Il est impossible de parler sécurité informatique, de cyber sécurité, pour avoir un terme actuel, sans parler organisation et résilience.

Hélas, beaucoup d’informaticiens ne jurent de la sécurité informatique que par une approche technique, et non par le risque.

Des exemples de cas où la sécurité informatique, et l’absence d’organisation ont couté directement des milliards, et indirectement couté en termes d’image.
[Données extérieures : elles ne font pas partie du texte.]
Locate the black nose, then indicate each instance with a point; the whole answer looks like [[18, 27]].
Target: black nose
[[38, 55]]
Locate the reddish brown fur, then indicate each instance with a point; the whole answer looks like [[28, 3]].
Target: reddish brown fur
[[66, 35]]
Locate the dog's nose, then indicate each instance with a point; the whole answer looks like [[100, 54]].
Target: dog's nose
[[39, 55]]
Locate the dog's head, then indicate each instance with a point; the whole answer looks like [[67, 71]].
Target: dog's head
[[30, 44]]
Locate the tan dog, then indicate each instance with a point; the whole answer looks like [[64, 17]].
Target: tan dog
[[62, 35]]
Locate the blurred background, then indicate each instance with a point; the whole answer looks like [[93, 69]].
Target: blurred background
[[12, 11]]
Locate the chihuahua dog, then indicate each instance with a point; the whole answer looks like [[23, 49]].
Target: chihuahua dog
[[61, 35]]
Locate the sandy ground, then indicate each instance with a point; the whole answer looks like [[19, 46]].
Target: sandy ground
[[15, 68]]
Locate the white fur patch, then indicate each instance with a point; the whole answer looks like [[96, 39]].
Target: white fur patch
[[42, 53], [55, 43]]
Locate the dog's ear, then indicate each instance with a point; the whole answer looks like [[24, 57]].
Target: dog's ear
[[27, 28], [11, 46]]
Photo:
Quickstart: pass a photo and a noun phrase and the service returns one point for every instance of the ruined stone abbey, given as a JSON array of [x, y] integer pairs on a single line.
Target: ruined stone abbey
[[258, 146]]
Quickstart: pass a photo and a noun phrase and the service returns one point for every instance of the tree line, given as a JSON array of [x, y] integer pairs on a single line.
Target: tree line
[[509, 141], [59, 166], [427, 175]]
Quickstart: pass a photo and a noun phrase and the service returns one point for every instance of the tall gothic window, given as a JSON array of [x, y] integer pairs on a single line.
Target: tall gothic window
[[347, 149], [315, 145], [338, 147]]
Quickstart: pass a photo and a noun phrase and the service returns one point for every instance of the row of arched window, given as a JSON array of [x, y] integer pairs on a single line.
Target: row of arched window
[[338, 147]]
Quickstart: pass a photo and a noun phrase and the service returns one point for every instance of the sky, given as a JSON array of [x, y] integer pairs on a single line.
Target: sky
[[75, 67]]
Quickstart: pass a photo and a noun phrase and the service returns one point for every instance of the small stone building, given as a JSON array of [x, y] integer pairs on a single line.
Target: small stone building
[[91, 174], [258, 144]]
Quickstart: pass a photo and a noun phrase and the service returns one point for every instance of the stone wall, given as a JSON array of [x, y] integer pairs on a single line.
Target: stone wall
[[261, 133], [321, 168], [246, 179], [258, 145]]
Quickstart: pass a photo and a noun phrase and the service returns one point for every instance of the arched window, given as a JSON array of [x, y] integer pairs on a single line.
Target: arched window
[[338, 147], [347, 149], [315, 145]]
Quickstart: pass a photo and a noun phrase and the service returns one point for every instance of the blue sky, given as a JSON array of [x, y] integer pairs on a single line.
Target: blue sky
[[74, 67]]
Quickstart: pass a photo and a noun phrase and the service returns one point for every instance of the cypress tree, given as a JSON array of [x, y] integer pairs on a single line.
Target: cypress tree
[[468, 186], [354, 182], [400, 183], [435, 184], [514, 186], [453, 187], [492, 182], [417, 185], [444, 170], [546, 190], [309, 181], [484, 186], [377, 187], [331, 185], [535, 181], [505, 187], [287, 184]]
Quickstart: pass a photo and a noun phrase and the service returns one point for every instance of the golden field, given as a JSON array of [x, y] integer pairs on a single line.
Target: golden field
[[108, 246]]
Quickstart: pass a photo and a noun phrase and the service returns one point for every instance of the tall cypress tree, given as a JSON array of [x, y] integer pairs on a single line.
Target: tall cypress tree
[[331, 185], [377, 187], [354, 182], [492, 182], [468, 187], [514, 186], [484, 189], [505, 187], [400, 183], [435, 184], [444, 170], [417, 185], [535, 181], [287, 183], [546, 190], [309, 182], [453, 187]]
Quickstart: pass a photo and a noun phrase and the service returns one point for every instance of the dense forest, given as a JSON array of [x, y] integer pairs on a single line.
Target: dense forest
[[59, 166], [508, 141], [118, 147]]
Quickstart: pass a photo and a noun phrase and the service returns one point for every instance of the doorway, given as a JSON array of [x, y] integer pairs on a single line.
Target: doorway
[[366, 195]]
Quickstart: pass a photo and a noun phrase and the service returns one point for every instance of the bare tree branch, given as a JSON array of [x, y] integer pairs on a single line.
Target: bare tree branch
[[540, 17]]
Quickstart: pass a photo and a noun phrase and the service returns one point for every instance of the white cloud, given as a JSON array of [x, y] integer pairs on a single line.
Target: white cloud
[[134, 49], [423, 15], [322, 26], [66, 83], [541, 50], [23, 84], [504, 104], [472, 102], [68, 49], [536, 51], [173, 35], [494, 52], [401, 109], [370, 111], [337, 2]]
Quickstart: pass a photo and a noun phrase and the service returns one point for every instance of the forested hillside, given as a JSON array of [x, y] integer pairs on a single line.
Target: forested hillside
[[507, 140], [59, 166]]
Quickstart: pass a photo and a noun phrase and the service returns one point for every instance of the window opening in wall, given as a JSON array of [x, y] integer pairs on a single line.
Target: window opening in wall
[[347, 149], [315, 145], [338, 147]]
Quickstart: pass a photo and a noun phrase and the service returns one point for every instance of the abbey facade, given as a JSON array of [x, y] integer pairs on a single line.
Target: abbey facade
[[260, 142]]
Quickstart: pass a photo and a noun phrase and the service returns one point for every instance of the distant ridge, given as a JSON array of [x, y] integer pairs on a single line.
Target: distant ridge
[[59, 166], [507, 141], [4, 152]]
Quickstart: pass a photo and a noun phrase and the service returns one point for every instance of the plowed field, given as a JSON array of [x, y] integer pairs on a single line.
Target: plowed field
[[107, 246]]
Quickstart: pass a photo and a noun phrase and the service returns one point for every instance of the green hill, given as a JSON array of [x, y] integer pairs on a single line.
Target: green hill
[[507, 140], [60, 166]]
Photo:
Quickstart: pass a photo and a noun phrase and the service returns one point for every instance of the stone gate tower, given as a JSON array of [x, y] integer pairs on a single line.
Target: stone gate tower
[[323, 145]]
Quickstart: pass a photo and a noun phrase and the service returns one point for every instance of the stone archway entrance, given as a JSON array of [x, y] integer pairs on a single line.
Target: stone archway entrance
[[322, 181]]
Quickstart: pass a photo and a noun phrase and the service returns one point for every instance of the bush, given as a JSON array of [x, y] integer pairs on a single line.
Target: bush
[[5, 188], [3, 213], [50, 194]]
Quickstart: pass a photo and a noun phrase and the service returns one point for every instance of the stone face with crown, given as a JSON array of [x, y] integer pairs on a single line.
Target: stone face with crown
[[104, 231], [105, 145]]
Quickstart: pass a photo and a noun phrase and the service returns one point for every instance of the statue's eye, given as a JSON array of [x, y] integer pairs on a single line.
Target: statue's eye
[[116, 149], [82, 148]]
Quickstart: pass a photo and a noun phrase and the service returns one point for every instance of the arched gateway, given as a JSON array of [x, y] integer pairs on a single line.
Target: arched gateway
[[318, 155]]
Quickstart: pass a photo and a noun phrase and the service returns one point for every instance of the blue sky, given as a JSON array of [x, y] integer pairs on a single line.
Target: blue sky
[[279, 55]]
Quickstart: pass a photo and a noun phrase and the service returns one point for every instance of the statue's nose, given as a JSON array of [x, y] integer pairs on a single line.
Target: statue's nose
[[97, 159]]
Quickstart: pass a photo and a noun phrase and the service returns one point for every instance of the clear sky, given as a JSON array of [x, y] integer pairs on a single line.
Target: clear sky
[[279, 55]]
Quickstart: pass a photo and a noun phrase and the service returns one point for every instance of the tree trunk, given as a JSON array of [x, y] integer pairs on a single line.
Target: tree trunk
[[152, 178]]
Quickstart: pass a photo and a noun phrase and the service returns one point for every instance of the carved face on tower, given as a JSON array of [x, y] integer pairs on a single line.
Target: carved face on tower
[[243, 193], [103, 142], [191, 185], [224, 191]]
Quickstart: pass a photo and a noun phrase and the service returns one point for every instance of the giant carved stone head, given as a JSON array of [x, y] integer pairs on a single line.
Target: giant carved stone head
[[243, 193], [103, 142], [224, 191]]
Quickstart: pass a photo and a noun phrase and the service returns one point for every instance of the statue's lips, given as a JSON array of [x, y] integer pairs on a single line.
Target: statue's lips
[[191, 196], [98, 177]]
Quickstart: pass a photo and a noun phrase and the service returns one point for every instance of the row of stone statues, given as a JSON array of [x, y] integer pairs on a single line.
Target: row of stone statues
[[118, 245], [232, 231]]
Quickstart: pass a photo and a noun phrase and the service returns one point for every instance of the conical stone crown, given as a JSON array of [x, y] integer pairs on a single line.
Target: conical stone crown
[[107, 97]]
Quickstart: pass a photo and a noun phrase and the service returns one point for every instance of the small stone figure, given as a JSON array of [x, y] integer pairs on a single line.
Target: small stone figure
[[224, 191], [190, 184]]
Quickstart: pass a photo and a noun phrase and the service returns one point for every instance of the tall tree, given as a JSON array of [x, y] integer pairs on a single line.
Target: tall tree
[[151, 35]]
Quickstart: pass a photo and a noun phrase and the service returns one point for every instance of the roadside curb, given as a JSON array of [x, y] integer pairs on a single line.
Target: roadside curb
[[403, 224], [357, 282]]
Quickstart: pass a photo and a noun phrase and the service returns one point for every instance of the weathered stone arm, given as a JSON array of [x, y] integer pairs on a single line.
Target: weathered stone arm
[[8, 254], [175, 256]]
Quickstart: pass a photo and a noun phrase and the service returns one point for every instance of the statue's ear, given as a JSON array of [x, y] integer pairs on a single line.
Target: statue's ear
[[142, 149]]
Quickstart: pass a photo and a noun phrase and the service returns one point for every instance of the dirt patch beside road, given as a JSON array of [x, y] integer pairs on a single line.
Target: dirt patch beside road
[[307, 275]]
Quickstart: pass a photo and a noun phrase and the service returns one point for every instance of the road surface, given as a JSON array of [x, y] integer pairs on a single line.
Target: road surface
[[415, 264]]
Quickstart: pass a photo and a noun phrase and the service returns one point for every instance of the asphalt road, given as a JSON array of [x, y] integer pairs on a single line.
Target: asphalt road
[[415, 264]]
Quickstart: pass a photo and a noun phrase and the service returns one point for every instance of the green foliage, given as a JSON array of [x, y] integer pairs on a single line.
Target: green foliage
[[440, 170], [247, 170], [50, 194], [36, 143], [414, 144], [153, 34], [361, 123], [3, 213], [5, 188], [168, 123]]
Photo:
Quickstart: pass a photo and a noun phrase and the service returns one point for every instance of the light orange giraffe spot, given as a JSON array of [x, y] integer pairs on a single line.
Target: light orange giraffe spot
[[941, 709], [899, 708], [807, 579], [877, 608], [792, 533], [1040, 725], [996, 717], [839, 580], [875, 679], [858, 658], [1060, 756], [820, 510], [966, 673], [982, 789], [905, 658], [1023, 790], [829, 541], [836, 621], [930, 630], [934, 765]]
  • Affaire Panama Papers : 60 milliards de Dollars US, les données ont fuité parce que le WP Include du Word Press, c’est-à-dire le moteur du site web n’était pas patché niveau sécurité, la fuite d’information du cabinet Fosac Monseka est passée par là, personne n’assurait le suivi du site web, et plus inquiétant, personne n’avait cartographié qu’il fallait faire la maintenance sur le site.

 

  • Affaire Luxleak ( 17.5 Milliards d’Euros, concernant l’évasion fiscale au Luxembourg, les données ont fuité du cabinet PricewaterhouseCoopers (PwC) d’une manière très simple, les scanners des photocopieurs faisaient du « scan to Share », et non du scan to mail. Les utilisateurs récupéraient les dossiers en faisant un glissé / déposé, qui ne supprime pas le document sur un lecteur réseau, et qui n’a aucune confidentialité.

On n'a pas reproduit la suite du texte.